Many people consider that Bitcoin is the most volatile asset in the market. However, it has been observed that the volatility of oil prices can be even higher.

According to some market analyses, it can be seen that some people prefer some markets to others to invest. However, traditional market investors tend to believe that Bitcoin is just a synonym for extreme price volatility. Although this is not completely false, it must be admitted that some traditional products, such as oil, are also very volatile.

To this respect, it is relevant to underline how the price of West Texas Intermediate (WTI) oil reached all-time volatility in one month. Precisely, it stood at 105.3% on February 10th, having reached a four-month high of 119.6% in late January.

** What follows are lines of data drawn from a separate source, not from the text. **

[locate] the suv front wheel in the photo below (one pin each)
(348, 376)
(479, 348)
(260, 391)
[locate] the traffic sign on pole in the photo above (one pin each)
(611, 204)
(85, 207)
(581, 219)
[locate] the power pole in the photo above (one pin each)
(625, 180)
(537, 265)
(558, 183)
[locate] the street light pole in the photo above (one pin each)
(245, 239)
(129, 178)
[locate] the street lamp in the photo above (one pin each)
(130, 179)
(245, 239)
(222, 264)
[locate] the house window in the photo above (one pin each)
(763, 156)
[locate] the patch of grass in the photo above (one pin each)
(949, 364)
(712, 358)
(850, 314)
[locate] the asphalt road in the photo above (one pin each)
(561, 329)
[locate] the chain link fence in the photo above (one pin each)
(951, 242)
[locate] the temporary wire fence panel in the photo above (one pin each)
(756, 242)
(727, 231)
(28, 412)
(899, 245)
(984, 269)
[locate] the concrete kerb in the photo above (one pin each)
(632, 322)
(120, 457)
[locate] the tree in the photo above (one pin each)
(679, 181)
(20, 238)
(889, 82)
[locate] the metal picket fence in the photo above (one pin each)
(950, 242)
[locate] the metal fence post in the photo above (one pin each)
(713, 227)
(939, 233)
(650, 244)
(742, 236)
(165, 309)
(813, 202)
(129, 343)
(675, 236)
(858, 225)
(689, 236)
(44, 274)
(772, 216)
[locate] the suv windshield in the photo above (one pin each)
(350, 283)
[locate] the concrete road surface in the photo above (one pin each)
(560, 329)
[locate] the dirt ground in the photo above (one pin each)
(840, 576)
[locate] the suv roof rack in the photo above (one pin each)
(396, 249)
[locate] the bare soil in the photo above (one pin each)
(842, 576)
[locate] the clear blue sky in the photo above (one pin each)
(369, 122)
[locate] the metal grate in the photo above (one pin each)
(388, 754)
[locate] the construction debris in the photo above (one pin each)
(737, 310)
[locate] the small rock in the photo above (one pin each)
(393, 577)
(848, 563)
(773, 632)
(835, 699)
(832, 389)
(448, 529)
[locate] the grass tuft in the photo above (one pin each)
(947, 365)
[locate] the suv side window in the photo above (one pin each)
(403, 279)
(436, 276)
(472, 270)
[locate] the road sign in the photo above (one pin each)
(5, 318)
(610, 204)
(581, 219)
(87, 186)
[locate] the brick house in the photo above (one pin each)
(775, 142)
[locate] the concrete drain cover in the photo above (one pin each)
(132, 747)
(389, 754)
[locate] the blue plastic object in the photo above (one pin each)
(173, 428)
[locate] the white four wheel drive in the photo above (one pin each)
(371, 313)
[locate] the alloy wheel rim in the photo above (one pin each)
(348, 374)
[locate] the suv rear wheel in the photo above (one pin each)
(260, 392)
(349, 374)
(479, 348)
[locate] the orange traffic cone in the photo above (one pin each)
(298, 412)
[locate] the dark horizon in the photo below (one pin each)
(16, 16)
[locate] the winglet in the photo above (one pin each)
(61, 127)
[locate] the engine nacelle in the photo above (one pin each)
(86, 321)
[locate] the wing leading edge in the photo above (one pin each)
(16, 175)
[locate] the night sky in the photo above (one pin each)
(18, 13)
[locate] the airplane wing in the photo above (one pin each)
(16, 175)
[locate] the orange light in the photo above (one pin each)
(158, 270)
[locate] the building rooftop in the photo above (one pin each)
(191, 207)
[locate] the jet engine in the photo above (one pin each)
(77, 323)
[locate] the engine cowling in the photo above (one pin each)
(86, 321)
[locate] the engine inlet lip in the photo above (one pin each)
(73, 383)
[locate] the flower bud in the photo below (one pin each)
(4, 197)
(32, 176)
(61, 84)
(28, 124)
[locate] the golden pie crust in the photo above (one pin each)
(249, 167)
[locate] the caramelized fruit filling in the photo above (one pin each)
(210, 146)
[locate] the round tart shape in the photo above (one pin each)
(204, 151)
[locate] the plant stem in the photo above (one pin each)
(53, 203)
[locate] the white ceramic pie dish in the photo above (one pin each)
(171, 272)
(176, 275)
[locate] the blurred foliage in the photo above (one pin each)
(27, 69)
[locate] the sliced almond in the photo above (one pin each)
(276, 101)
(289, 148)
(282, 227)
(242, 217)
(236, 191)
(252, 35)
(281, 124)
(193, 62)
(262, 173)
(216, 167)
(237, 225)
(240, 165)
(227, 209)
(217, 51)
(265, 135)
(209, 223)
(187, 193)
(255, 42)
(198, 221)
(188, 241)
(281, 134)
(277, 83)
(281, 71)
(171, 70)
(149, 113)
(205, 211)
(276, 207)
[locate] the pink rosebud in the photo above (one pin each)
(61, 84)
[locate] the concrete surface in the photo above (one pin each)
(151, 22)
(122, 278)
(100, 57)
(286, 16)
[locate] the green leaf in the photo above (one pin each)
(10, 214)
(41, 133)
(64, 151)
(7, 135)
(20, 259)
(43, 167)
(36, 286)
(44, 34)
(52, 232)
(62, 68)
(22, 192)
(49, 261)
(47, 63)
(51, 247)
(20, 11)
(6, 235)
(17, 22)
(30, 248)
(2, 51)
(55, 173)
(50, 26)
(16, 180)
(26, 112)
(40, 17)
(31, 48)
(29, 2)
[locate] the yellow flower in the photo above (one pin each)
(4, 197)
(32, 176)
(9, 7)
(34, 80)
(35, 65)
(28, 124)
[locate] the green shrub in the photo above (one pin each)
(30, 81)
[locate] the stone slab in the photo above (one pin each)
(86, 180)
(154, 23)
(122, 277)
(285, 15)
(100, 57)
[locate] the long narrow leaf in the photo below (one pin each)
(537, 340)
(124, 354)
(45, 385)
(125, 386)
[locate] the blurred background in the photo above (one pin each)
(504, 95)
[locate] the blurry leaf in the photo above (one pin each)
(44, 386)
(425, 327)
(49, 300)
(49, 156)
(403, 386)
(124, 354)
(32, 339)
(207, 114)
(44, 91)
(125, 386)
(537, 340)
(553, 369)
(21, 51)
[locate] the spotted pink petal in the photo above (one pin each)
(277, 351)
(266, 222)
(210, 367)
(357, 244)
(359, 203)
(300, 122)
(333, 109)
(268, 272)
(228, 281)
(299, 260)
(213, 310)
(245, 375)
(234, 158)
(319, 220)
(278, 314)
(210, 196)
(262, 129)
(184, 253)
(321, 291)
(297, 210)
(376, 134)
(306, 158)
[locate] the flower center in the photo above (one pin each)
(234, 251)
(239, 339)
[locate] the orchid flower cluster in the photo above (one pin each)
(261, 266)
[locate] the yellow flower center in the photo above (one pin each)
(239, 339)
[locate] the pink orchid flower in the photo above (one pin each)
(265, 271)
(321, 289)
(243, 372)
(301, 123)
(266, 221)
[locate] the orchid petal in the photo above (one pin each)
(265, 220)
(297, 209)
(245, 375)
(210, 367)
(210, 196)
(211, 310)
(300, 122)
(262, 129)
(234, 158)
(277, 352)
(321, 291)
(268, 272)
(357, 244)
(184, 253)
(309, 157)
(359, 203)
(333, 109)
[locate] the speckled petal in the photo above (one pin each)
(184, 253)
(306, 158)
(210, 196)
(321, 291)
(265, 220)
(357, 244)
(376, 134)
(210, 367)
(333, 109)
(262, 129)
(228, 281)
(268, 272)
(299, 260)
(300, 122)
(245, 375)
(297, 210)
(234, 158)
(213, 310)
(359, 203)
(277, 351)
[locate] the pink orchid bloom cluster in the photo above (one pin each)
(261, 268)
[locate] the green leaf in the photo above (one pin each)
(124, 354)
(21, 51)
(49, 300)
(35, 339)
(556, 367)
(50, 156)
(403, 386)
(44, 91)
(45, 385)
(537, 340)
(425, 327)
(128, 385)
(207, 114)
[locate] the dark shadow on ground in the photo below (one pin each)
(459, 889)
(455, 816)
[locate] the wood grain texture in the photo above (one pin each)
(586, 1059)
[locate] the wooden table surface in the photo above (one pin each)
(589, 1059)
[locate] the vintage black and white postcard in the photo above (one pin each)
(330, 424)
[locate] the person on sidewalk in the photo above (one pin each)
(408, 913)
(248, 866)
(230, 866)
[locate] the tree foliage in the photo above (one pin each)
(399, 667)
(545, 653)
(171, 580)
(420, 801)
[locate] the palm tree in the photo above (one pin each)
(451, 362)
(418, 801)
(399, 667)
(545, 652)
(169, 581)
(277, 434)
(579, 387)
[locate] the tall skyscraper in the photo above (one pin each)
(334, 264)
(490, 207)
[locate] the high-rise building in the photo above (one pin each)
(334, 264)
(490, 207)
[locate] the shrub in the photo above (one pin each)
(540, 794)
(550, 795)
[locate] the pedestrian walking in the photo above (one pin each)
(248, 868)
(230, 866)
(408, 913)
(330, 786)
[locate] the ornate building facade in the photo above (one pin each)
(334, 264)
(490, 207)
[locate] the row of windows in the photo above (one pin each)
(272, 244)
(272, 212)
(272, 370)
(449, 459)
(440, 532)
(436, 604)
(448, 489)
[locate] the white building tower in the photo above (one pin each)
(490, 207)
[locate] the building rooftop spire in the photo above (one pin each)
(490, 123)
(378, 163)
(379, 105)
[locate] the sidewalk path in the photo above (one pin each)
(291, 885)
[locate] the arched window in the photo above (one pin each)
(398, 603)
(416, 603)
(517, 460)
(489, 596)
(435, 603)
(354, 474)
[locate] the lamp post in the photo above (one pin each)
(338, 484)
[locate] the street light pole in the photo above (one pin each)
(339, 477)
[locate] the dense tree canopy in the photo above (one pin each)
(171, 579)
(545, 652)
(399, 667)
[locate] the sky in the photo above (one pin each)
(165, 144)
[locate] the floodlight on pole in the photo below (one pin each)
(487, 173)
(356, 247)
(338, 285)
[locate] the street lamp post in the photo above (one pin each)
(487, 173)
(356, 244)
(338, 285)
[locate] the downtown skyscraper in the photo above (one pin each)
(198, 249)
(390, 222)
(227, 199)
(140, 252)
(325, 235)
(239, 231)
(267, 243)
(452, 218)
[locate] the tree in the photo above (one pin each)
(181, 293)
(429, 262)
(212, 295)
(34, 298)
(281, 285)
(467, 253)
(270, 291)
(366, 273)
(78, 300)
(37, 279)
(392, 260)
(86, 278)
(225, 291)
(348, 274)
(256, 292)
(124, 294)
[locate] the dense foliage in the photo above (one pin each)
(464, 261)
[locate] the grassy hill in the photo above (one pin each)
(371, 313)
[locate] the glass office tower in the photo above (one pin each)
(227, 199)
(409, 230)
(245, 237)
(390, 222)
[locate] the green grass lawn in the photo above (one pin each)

Meanwhile, Bitcoin’s all-time volatility recently fell to 42.3%, the lowest level since last September, according to data from Skew Markets.

Oil vs. Bitcoin All-Time Volatility

The all-time volatility indicator measures how much the prices of an asset have varied in the past. This is calculated from the standard deviation of daily price movements during the previous month, usually for 30 days. It should be noted that it is expressed in annual terms.

However, it does not measure the direction and only indicates how the price is deviating from its average. Thus, with oil currently reporting higher all-time volatility than Bitcoin, it seems safe to say that “black gold” has recently been more volatile than Bitcoin.

The volatility of WTI oil prices sharply increased from 38.7% on January 6th to a high of 119.6% on January 27th. Bitcoin’s volatility has steadily declined from 66% to 42% in the four weeks until mid-February.

Sometimes, Bitcoin is less volatile than oil, which contradicts many people’s arguments for not investing in cryptocurrencies.

The peak in oil price volatility was largely due to two important news reports. The first was the great price movement following the increase in the tensions between the USA and Iran.

However, the fear of a total war quickly faded with the news that there had been no US casualties, which caused oil prices to drop to USD 60 the same day.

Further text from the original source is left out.